When Wolfram|Alpha announced its first-ever Homework Day, we took notice.
Homework Day is a live, interactive Web event that will feature step-by-step tutorials showing educators how to use Wolfram|Alpha in the classroom. It will also present panel discussions on the future of education. The event takes place tomorrow, Wednesday, Oct. 21, starting at noon CDT.
What is Wolfram|Alpha, you ask? That’s the best part: Rather than a search engine, it calls itself a “computational knowledge engine” that makes “it possible to compute whatever can be computed about anything.” By collecting and curating objective data, models, methods and algorithms, the site aims to provide “definitive answers to factual queries” in the areas of math, physics, chemistry, geology, geography and even history. Simply enter your “completely free-form input” and the site promises to deliver “powerful results … with maximum clarity.”
The news media loves to ponder whether Bing or anyone else can ever dislodge Google as the top commercial search engine. But as Wolfram Alpha’s promise of “definitive answers to factual queries” shows, while Google may forever be the best search engine to use in most cases, there are a number of specialty search engines that will almost always produce better search results than Google in particular cases.
That’s why we created SweetSearch.

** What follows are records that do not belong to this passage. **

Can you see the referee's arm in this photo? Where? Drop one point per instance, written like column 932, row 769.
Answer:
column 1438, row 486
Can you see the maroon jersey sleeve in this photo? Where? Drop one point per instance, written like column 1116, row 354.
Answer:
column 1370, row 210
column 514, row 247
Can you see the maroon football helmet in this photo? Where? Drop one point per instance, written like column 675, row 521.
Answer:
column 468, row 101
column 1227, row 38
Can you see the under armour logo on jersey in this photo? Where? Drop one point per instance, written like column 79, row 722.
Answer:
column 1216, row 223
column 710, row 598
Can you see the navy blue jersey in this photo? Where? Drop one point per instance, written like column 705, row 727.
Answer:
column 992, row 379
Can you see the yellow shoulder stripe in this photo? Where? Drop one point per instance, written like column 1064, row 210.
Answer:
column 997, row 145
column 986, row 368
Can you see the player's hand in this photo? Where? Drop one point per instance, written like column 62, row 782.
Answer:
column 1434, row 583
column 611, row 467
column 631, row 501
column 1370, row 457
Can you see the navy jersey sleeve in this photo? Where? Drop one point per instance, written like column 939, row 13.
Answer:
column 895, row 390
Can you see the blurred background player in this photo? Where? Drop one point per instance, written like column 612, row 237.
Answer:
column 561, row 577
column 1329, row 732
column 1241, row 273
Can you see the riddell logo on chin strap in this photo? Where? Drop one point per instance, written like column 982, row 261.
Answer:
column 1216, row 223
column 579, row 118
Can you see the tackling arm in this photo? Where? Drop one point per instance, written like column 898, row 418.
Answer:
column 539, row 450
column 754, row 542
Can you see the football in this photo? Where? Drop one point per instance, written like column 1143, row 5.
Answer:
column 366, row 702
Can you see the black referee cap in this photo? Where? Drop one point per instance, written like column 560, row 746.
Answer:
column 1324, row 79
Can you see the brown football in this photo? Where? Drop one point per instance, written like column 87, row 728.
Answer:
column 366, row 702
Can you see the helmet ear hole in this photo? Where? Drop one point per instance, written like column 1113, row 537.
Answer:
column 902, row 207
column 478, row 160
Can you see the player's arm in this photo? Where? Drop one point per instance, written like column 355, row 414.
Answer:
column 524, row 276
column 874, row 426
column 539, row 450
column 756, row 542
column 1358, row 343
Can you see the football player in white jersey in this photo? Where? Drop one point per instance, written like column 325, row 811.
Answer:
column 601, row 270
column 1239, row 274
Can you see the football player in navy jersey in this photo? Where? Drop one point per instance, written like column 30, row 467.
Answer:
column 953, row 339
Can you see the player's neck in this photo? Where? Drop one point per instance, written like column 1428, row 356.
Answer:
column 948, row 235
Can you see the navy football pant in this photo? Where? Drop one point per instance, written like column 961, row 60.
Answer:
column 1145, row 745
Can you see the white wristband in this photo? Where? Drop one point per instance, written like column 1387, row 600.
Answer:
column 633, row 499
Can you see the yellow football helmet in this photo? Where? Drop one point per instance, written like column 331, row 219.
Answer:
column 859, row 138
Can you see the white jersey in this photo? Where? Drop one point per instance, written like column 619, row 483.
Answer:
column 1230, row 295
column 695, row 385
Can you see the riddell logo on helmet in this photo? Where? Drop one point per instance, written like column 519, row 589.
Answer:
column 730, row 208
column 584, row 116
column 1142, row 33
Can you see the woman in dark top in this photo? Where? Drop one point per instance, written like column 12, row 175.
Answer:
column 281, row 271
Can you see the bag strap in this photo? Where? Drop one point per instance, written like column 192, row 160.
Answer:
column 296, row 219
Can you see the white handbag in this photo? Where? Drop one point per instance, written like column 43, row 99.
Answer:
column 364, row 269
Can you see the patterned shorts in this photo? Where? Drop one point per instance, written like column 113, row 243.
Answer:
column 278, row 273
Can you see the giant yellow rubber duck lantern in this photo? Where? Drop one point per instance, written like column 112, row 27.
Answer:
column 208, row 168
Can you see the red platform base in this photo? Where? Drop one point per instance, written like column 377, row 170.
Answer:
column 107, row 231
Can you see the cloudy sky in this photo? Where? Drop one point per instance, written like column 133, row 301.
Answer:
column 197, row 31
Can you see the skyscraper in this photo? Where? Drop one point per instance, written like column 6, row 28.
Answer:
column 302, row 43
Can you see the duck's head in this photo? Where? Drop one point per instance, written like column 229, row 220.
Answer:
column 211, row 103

It’s a more selective search engine that was built with students and academic research in mind. All of the 35,000 Web sites included in SweetSearch have been evaluated for content, quality and reliability. By combining human insight with search engine technology, SweetSearch excludes distracting clutter. It allows students to focus on determining which results are most relevant to their research, rather than waste time evaluating sites that are not worth their consideration. Due to the fact that SweetSearch only searches a small slice of the Web, sometimes a broader search engine will be a better place to start a search. But for research queries, SweetSearch will often display on the first page a “Eureka” result that may be buried many pages deep in a broad search engine.
Now educators and students have two tools to add to their online research arsenal, for times when a broad, commercial search engine doesn’t quite get the job done: Wolfram|Alpha for computations and SweetSearch for information.